What's The Influence Of Laxative Agents On Mucosal Barrier Repair?

A research group in the USA compares lubiprostone (Amitiza) with an alternative treatment for constipation, Polyethylene Glycol 3350 (PEG, Miralax) and reveals that lubiprostone enhances mucosal repair of ischemic-injured porcine ileum whereas PEG 3350 increases permeability.

The prostone lubiprostone has been shown to stimulate chloride secretion via one of the minor intestinal epithelial channels, ClC-2. This results in sustained low-level secretion of water into the lumen. Previous studies by the same research group have identified ClC-2 as a key protein involved in re-assembly of interepithelial tight junctions. Activation of ClC-2 by lubiprostone hastens recovery of barrier function, apparently by recruiting tight junction proteins to the apical-lateral membrane.

Alternate treatments for constipation, such as PEG 3350, generate an osmotic gradient within the lumen that drags electrolytes and fluid into the lumen. Osmotic agents have also been shown to enhance barrier function by alteration of tight junction structure. However, the ability of PEG 3350 to enhance recovery of acutely injured mucosa as compared to lubiprostone has not been previously assessed.

A research article to be published on October 21, 2008 in the World Journal of Gastroenterology addresses this question. The research team led by Dr. Moeser and Blikslager at North Carolina State University in collaboration with investigators at Sucampo Inc. used electrophysiological techniques to study ischemic-injured mucosa ex vivo. Electrical responses were further assessed using mucosal-to-serosal fluxes of radiolabeled paracellular probes and tissues were examined histologically.

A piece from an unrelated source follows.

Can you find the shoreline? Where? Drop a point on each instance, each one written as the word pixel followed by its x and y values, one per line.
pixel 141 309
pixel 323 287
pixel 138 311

Ischemic-injured mucosa treated with either lubiprostone or PEG 3350 showed sharp elevations in short-circuit current, most likely associated with movement of chloride toward the luminal side of the tissue. Chloride secretion has previously been shown to be an important signal for subsequent re-assembly of tight junctions and closure of paracellular spaces within the epithelium. However, only lubiprostone stimulated rapid recovery of barrier function as detected by marked elevations in transepithelial electrical resistance and confirmed by measurement of macromolecular fluxes. Injured tissues had all restituted to the same degree, indicating that changes in barrier function were likely attributable to conformational change of the tight junction and paracellular spaces.

These results demonstrate potential therapeutic properties of the prostones beyond the current indications. Rapid recovery of barrier function has previously been shown to be linked to selective activation of ClC-2, and may lead to novel treatments of intestinal conditions characterized by periodic reductions in barrier function. A greater understanding of the signaling pathways used by prostones to initiate intestinal barrier repair may refine authors' ability to develop targeted treatments for intestinal disease.